Suara halus yang berasal dari ponselnya membuat pandangan Elai berpindah. Menuju ke atas nakas di mana benda itu berada. Dengan mengembuskan napas panjang, terkesan malas, ia pun beranjak walau dengan enggan. Meraihnya dan mendapati ada pesan dari Patrick yang kembali masuk ke akun instagramnya.
[ patrick___ ]
[ Lai, kamu lagi pergi? ]
[ Aku ke unit kamu. ]
Elai menarik napas dalam-dalam. Masih seolah tanpa tenaga, kedua ibu jari tangannya bergerak. Mengetik tiap huruf di keyboard virtual ponselnya. Membalas pesan itu.
[ patrick___ ]
[ Aku udah nggak tinggal di unit aku yang lama, Pat. ]
[ Sekarang aku tinggal di lantai 45. ]
Elai hanya menjawab seperti itu. Tapi, tentu saja Patrick tidak akan salah menebak di mana Elai tinggal. Toh, dari lantai tiga puluh lima, hanya ada satu unit di tiap lantainya. Lebih dari itu, sepertinya Patrick juga cukup pintar untuk bisa menebak penyebab pindahnya Elai dari kediamannya semula.
[ patrick___ ]
[ Gimana kabar kamu sekarang? ]
[ Dia nggak nyakitin kamu kan gara-gara kemaren? ]

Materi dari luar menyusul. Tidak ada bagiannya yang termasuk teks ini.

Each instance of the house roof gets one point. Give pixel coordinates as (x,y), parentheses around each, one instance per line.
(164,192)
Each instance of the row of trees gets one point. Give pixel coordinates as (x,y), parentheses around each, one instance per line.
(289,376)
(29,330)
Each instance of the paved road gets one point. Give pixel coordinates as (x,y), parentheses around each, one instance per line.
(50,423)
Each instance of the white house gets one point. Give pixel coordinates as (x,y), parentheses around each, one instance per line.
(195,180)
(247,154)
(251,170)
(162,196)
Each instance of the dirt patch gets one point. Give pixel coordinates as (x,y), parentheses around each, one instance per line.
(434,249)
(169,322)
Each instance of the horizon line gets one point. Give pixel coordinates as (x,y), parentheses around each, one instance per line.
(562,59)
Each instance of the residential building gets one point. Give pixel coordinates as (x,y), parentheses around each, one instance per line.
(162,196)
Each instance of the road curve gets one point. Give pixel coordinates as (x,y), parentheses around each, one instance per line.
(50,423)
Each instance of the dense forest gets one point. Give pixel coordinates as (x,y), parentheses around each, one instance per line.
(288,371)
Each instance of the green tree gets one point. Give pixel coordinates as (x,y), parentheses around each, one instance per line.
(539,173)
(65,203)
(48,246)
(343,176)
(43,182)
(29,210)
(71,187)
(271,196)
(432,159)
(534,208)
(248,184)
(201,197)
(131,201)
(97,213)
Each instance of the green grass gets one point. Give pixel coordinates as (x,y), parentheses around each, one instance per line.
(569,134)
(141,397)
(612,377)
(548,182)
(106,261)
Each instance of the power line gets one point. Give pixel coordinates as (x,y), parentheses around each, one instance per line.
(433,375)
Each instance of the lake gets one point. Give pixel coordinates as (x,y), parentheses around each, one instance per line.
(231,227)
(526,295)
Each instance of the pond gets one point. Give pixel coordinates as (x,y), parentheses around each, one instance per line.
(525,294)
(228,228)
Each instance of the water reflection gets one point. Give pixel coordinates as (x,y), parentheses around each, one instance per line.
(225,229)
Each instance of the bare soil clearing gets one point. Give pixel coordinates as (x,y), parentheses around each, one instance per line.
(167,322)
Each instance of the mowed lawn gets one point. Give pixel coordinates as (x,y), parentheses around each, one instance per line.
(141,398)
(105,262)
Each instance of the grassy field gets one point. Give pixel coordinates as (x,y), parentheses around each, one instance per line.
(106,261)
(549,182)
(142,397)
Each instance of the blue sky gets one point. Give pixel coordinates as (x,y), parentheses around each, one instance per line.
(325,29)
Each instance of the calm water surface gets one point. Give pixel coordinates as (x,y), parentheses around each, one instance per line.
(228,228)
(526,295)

Mata Elai mengerjap. Memfokuskan matanya pada satu kata itu. Lantas bergumam dengan nada rendah.
"Nyakitin?"
Elai ingat benar bahwa satu-satunya kejadian di mana Marcel terkesan menyakitinya adalah ketika memegang tangannya hingga memerah. Dan itu pun bukan karena Patrick. Melainkan karena dia yang berniat untuk kabur dari Marcel ketika dulu menciumnya saat masih memakai identitas sebagai Ares. Tentu saja, itu juga bukan karena ia sengaja. Marcel hanya terlampau kuat memegang tangannya. Saking takut Elai akan melarikan diri darinya.
[ patrick___ ]
[ Nggak kok. ]
[ Marcel nggak gitu orangnya. ]
[ Dia nggak nyakitin aku gara-gara kemaren. ]

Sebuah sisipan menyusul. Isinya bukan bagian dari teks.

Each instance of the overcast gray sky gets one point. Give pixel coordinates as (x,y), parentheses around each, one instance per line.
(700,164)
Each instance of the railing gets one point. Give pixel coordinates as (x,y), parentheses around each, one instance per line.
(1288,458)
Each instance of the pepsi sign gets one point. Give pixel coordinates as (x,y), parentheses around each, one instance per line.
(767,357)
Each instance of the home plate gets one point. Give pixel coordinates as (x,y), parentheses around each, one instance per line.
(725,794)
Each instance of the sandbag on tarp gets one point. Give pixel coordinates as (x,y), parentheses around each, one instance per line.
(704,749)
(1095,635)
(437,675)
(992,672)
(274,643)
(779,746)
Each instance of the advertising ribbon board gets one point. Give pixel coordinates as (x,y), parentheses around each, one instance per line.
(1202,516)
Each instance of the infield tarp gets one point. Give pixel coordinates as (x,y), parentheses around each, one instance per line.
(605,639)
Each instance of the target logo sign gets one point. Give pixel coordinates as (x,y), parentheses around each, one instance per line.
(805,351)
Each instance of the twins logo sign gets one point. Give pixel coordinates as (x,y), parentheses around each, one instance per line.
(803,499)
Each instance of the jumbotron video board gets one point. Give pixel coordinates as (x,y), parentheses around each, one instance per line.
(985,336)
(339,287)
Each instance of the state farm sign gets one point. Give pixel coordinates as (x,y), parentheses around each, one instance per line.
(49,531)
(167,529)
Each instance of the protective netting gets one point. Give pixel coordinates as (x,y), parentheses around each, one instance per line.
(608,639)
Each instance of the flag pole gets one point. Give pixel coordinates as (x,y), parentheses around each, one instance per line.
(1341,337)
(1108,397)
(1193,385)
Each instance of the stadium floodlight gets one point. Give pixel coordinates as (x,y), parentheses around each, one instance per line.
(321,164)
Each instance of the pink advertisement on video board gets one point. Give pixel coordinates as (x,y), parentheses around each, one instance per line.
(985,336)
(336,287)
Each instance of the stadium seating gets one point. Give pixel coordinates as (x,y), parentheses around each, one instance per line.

[ Malah dia yang minta maaf sama aku. ]
Dan Elai menyadari itu. Dengan jelas. Bahwa terlepas dari keributan mereka tempo hari, justru Marcel yang meminta maaf padanya. Alih-alih sebaliknya.
[ patrick___ ]
[ Aku khawatir dengan keadaan kamu. ]
Tak butuh waktu lama, Elai pun membalas pesan itu.
[ patrick___ ]
[ Nggak perlu. ]
[ Aku baik-baik aja. ]
[ Marcel nggak bakal nyakitin aku. ]
Elai melihat bagaimana pesannya sudah dibaca oleh Patrick, tapi menunggu untuk beberapa saat, ia tidak mendapati balasan lagi dari cowok itu. Hingga pada akhirnya Elai menaruh kembali ponselnya di atas nakas. Berpikir bahwa mungkin Patrick sedang sibuk dengan pekerjaannya.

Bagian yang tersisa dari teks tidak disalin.